How fast can you push an Op-Amp oscillator?
Here's a quick demo of the circuit in action:
I've previously wired up a classic single-rail op-amp oscillator in the LM324Oscillator project, but this was running at very low frequencies, and it's behaviour matched the theory quite closely.
The essence of an op-amp oscillator is to use an RC circuit to throw an op-amp comparator from one rail to the other. There are many sources on the net describing the technique (here's a good one). A ballpark approximation of the frequency is obtained with the formula:
f = 1 / ( 2 * ln(2) * R * C )
This is derived from the RC complete response formula. The initial doubling ( 2* ) is to account for the full cycle. The real fudge is the ln(2) factor. This really depends on the resistors used to bias the non-inverting input, and the upper and lower saturation voltages.
Recently I've been wanting to experiement with op-amp oscillators running at higher frequencies, and rudely discovered what most must already know: actual performance at higher frequencies can be a far cry from theory. Now I don't feel half so bad about the ln(2) approximation!
It appears that once you get into these higher frequencies - admittedly, not very high in the scheme of things - the characteristics of the actual op-amp chip overshadow any predictions you might make on the basis of RC theory and ideal op-amp behaviour.
Key measures are bandwidth gain product (unity gain) which indicates the frequency at which gain drops below unity (and generally rapidly tailing off), and slew rate, which is an indication of how fast the chip can switch it's output.
Here is the basic oscillator circuit in CircuitLab, in this case the 741 version:
Some things to note:
- R2, R3 and R4 set the reference voltage bias. Note that it is slightly asymmetrical, to account for the fact that these op-amps don't swing rail-to-rail.
- C2 removes the DC-offset on the output
- R1 and C1 set the timing of the oscillator. In the circuits built for testing, R1 is a combination of fixed and variable to allow tuning of the oscillation frequency
- time domain simulation in CircuitLab doesn't appear to be particularly accurate either, as it appears to assume much better rail-to-rail performance than is achieved in practice
In the following table I summarise the highest stable frequency I was able to achieve in a breadboard test of 5 chips. I could push some quite a bit higher, but oscillation rapidly started to become unstable and eventually dropped back off.

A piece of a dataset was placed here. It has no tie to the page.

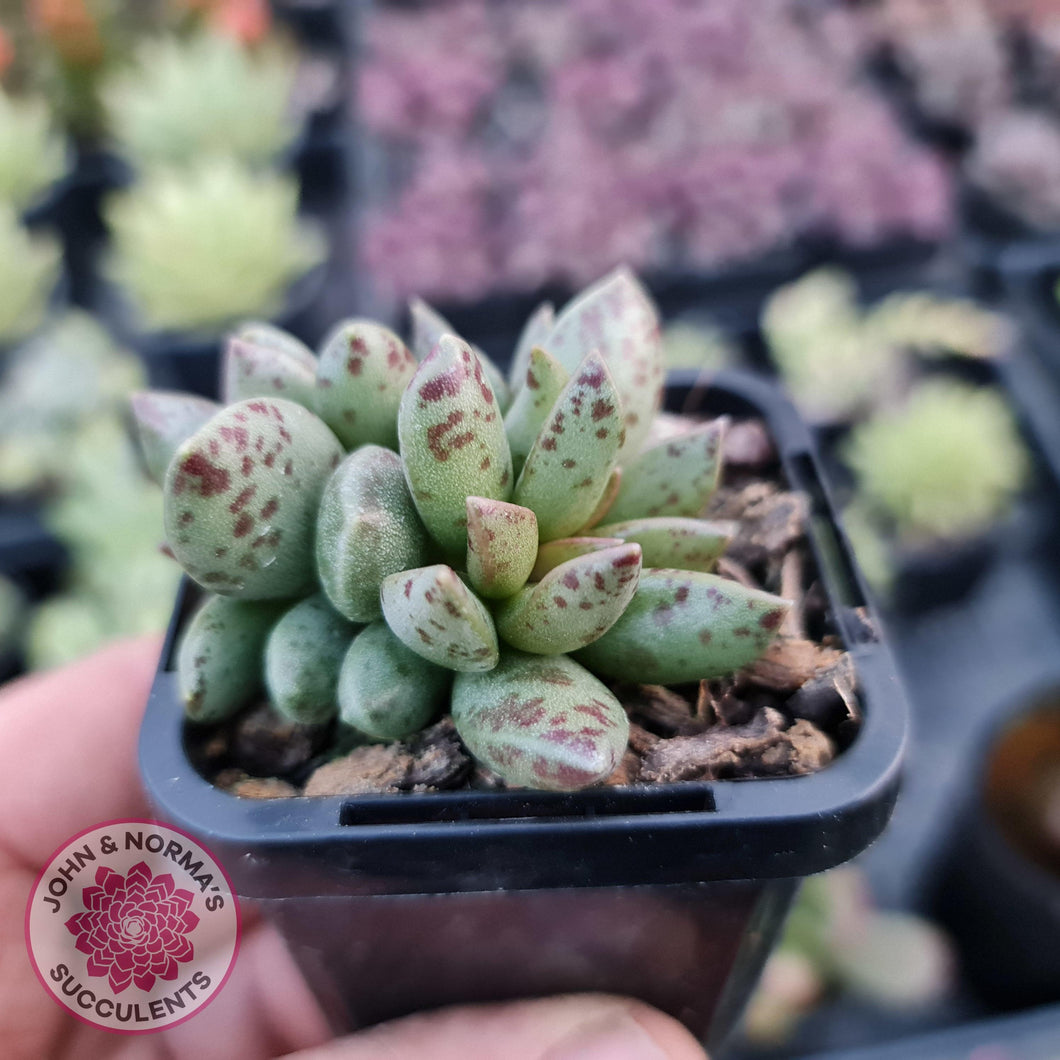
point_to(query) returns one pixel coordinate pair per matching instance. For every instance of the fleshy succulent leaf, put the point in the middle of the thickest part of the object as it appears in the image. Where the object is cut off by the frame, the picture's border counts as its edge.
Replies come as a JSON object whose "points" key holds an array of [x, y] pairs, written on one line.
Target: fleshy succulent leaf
{"points": [[266, 371], [673, 478], [501, 546], [544, 381], [684, 625], [219, 658], [573, 604], [429, 325], [241, 498], [303, 655], [617, 318], [366, 530], [453, 442], [673, 542], [541, 721], [363, 373], [165, 419], [553, 552], [387, 691], [431, 612], [534, 333], [569, 464]]}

This is not a perfect test by any means:
- I don't have QA certification for any of the chips tested
- the breadboard brings it's own issues of stray capacitance and imperfect connections
- these are all quite old op-amp designs; there are many newer chips that should drastically outperform this set
- these are measured with a frequency counter and I don't have a scope available to inspect the waveforms. I may have made some fundamental measurement mistakes, and ended up measuring a harmonic instead of the fundamental frequency for example.
| OpAmp | Unity Gain | Slew Rate | Max Stable Freq | R1 at max freq | C1 |
|---|---|---|---|---|---|
| LM324N | 1.2 MHz | 0.5 V/µs | 229 KHz | 3.82kΩ | 100pF |
| UA741CN | 1.5 MHz | 0.5 V/µs | 206 KHz | 7.13kΩ | 100pF |
| TL072CP | 3 MHz | 13 V/µs | 220 KHz | 4.35kΩ | 100pF |
| LF347N | 4 MHz | 13 V/µs | 1.307 MHz | 2.75kΩ | 20pF |
| NE5534P | 10 MHz | 13 V/µs | 2.371 MHz | 1.63kΩ | 20pF |
The only real surprise here is the TL072CP; I should be able to get much better performance from it. Maybe the components I have on hand are not up to normal spec: purchased online from one of the marketplaces, so always a chance these are "failed QA" rejects.